How the eye evolved has always been one of the trickiest questions in evolutionary biology with only a few theories as to how we came to see everything around us, but now a team of marine biologists stumbled across one rather peculiar organism that had its own concept of sight and have published their findings in Nature.

While looking in a sample of seawater, the team from the University of British Columbia found something looking right back at it, with the single-cell organism shown to have many similar characteristics to our own eyes, including a lens, cornea and retina.

According to Cosmos, the organism is known as a warnowiid and is usually found off the coast of Canada and Japan in minute numbers and is incredibly elusive from a research perspective given that it disintegrates immediately after being taken from the water.

To catch a glimpse of this sample, Greg Gavelis and his team had to freeze a warnowiid sample under a microscope for a year after trapping it in a plastic resin and, using 3d modelling, saw the incredible eye feature.

How the eye evolved diagram

An illustration of the warnowiid eye.
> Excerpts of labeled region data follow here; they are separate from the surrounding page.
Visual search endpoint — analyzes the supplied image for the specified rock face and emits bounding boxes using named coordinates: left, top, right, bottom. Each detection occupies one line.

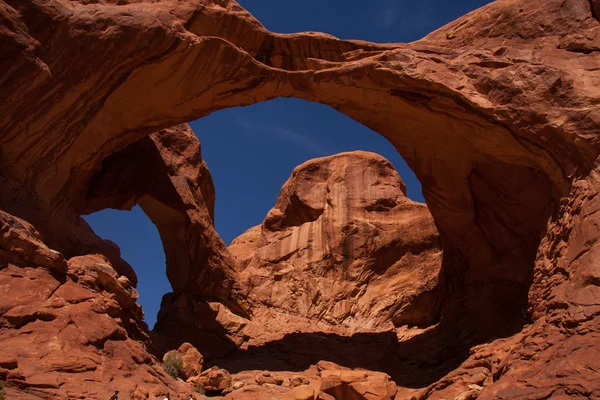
left=229, top=152, right=441, bottom=333
left=0, top=213, right=186, bottom=399
left=0, top=0, right=600, bottom=399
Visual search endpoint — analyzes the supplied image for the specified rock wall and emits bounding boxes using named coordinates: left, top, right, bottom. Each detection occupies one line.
left=0, top=0, right=600, bottom=399
left=229, top=152, right=442, bottom=333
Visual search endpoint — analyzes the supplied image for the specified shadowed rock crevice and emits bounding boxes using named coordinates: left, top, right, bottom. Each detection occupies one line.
left=0, top=0, right=600, bottom=400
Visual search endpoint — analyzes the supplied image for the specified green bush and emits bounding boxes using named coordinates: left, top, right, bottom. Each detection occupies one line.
left=162, top=350, right=183, bottom=380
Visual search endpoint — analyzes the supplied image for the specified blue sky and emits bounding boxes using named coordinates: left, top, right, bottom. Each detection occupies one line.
left=85, top=0, right=490, bottom=327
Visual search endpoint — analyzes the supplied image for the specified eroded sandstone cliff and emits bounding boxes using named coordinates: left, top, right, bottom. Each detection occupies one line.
left=0, top=0, right=600, bottom=399
left=229, top=152, right=441, bottom=333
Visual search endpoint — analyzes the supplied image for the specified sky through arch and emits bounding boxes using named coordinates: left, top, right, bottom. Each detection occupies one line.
left=84, top=0, right=491, bottom=328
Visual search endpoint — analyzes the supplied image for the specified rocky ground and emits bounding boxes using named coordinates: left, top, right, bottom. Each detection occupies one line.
left=0, top=0, right=600, bottom=400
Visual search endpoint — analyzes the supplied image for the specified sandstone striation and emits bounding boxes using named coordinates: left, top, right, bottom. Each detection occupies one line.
left=0, top=0, right=600, bottom=399
left=229, top=152, right=441, bottom=334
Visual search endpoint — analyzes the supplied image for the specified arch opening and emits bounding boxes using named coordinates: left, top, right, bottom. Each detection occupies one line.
left=75, top=97, right=554, bottom=387
left=83, top=206, right=172, bottom=329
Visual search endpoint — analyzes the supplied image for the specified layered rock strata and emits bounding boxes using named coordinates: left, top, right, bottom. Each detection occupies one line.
left=229, top=152, right=441, bottom=334
left=0, top=0, right=600, bottom=399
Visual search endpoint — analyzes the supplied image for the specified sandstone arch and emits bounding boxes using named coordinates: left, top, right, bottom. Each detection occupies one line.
left=0, top=0, right=600, bottom=398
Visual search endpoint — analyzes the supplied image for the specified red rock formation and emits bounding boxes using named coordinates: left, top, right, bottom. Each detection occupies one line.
left=0, top=0, right=600, bottom=399
left=76, top=125, right=244, bottom=311
left=229, top=152, right=441, bottom=334
left=0, top=209, right=188, bottom=399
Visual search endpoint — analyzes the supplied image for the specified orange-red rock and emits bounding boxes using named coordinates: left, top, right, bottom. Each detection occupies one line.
left=187, top=367, right=232, bottom=392
left=0, top=0, right=600, bottom=399
left=229, top=152, right=441, bottom=333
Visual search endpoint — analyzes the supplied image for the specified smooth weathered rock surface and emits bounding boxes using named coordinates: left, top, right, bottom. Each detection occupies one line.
left=188, top=367, right=232, bottom=392
left=0, top=213, right=192, bottom=399
left=229, top=151, right=442, bottom=334
left=0, top=0, right=600, bottom=399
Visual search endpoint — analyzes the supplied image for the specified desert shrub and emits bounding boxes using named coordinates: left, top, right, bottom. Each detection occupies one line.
left=163, top=351, right=183, bottom=379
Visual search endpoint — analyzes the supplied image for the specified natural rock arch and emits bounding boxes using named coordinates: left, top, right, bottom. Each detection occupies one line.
left=0, top=0, right=600, bottom=396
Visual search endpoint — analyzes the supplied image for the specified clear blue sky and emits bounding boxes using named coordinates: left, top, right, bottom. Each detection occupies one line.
left=85, top=0, right=490, bottom=327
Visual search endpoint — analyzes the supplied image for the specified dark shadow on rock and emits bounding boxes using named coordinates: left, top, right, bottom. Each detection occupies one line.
left=210, top=296, right=525, bottom=388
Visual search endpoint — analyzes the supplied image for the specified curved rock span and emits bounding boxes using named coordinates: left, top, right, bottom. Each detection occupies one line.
left=229, top=152, right=442, bottom=332
left=0, top=0, right=600, bottom=399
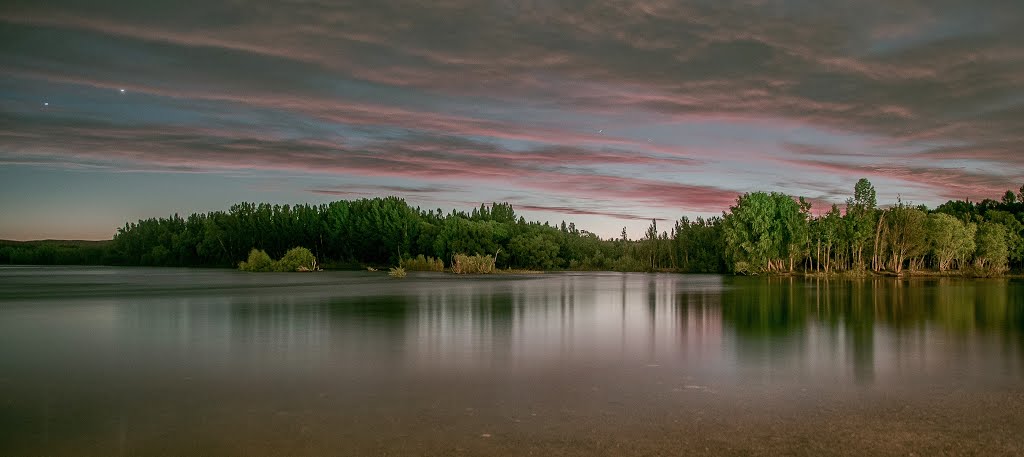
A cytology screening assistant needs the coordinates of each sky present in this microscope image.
[0,0,1024,240]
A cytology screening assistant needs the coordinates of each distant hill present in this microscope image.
[0,240,114,265]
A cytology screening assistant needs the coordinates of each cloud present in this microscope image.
[0,0,1024,231]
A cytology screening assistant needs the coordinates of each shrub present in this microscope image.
[239,248,275,272]
[452,254,495,275]
[274,248,316,272]
[401,254,444,272]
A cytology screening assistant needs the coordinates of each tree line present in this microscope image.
[0,179,1024,275]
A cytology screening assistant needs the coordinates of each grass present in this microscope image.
[452,254,495,275]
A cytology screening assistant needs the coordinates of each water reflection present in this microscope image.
[0,268,1024,455]
[12,274,1007,385]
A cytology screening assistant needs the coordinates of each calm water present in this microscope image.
[0,267,1024,455]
Image via University of Columbia

Evolved eye to hunt

The findings show that rather than using a basic dark/bright detection system like most organisms, the warnowiid appears to have used its internal organelles and repurposed them to form the three basic components of a functioning eye.

The research team believes that this evolutionary change occurred at some point when a warnowiid consumed algae and then adopted its photosynthetic capabilities, only to switch again to an eye, allowing it to hunt.

The exact function of the eye, however, is still unknown with it believed to not function exactly like our own eyes, but rather one that concentrates levels of light to indicate where prey is.

Speaking of the remaining critics of the theory of evolution, Gavelis said: “Critics of evolution often talk about how there are no transitional forms of eyes. But they’re alive and well in this case.”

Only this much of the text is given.